Firefighters, with the aid of some non-windy weather, managed by Monday afternoon to almost fully contain the Sunshine Canyon Fire that blazed through forest just west of Boulder on Sunday. On Monday night, it was still smoldering above the city.
When the fire ignited and spread, Boulder was experiencing a record-setting 78 degree day in a month that has seen only 0.05 inches of precipitation, or 2.14 inches short of the historic average for the month.
The Sunshine Canyon fire burned 76 acres and forced authorities to evacuate 420 homes. It also marked just another incident in the state fire season that no longer has any start or end.
Colorado firefighters are working on the ground and in the halls of officialdom to head off further destruction.

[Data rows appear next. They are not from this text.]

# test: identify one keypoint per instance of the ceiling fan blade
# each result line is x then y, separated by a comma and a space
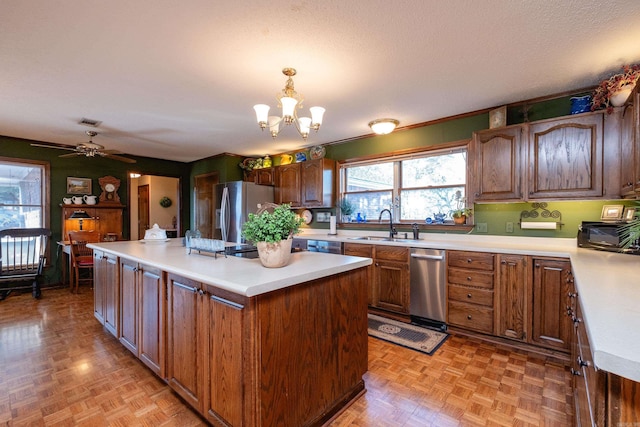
56, 146
119, 158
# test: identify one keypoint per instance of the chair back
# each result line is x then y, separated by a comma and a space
79, 240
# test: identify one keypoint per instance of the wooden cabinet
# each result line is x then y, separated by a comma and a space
470, 289
106, 290
551, 326
106, 219
307, 184
566, 157
514, 301
187, 335
389, 284
561, 158
288, 185
499, 158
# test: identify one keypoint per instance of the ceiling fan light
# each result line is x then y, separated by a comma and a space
383, 126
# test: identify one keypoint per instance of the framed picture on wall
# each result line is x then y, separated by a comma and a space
78, 185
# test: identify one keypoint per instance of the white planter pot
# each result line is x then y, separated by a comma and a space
275, 255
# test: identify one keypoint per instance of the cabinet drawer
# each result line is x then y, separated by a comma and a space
481, 279
471, 316
471, 295
392, 253
473, 260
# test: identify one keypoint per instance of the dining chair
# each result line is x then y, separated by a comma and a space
82, 256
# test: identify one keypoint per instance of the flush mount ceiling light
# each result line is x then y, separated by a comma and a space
383, 126
289, 100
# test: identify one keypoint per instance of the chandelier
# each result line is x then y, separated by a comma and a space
289, 100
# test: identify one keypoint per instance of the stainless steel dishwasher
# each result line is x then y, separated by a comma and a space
428, 287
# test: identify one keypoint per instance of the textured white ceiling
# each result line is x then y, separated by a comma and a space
178, 79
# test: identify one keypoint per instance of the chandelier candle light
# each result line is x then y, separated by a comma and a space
289, 100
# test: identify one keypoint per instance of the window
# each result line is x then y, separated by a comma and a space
23, 194
414, 186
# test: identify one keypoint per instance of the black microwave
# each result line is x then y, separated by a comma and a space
604, 236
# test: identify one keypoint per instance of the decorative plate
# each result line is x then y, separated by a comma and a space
317, 152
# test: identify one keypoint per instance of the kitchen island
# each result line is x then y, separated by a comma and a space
242, 344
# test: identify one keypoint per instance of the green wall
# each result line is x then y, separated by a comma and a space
94, 168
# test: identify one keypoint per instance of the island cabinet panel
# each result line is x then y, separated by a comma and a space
129, 304
313, 346
498, 157
513, 288
551, 301
187, 339
566, 158
106, 290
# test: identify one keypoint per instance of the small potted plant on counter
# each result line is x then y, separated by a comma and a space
272, 233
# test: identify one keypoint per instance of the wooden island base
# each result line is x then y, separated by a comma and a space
290, 357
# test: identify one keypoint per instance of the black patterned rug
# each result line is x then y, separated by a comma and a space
407, 335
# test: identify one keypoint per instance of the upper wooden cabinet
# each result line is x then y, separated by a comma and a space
107, 219
561, 158
566, 157
498, 155
307, 184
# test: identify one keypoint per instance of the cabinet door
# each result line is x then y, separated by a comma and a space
317, 183
152, 294
111, 302
226, 394
288, 185
392, 286
186, 339
129, 305
498, 156
551, 289
565, 158
513, 302
99, 271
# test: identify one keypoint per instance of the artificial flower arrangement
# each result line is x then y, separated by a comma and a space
602, 94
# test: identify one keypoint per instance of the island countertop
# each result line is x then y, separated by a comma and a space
239, 275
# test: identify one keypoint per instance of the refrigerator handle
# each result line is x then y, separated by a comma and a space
224, 214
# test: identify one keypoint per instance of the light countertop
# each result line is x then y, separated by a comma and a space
608, 285
239, 275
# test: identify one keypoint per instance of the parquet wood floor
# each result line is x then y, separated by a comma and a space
58, 367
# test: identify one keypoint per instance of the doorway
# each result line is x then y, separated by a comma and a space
154, 199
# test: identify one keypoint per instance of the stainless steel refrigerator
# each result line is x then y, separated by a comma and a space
234, 201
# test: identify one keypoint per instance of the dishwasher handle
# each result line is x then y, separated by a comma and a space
432, 257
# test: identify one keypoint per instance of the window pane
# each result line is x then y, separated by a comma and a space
369, 204
370, 177
444, 169
416, 205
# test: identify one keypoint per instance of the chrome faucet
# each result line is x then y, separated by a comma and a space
392, 230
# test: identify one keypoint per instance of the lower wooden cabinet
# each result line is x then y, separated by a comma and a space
389, 284
106, 290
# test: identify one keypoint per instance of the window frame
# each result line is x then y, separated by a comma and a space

In January, some of them visited the offices of Gov. John Hickenlooper and U.S. Sen. Cory Gardner to discuss “the impacts of climate change on the shifting fire regime in Colorado and proposed solutions,” according to the Unacceptable Risk group that put out the 2015 documentary of the same name. The firefighters delivered a letter urging the governor to “allocate adequate funds to prevent and manage wildfires and to accelerate clean, renewable energy production.”
The governor has certainly made efforts. He has supported clean energy plans over sometimes fierce opposition at the Capitol and has advocated for and signed legislation that upgraded controlled burn procedures, expanded firefighting and wildfire detection equipment and that funded studies on forest health and fire insurance.
This legislative session has seen state lawmakers support research on developing forest-managing and carbon-capturing biochar and urge Congress to fund wildfire responses. They have also introduced bills to consolidate forest health grant programs and study drone use in fire fighting and prevention.
The bills are moving well through the building. Sooner is better.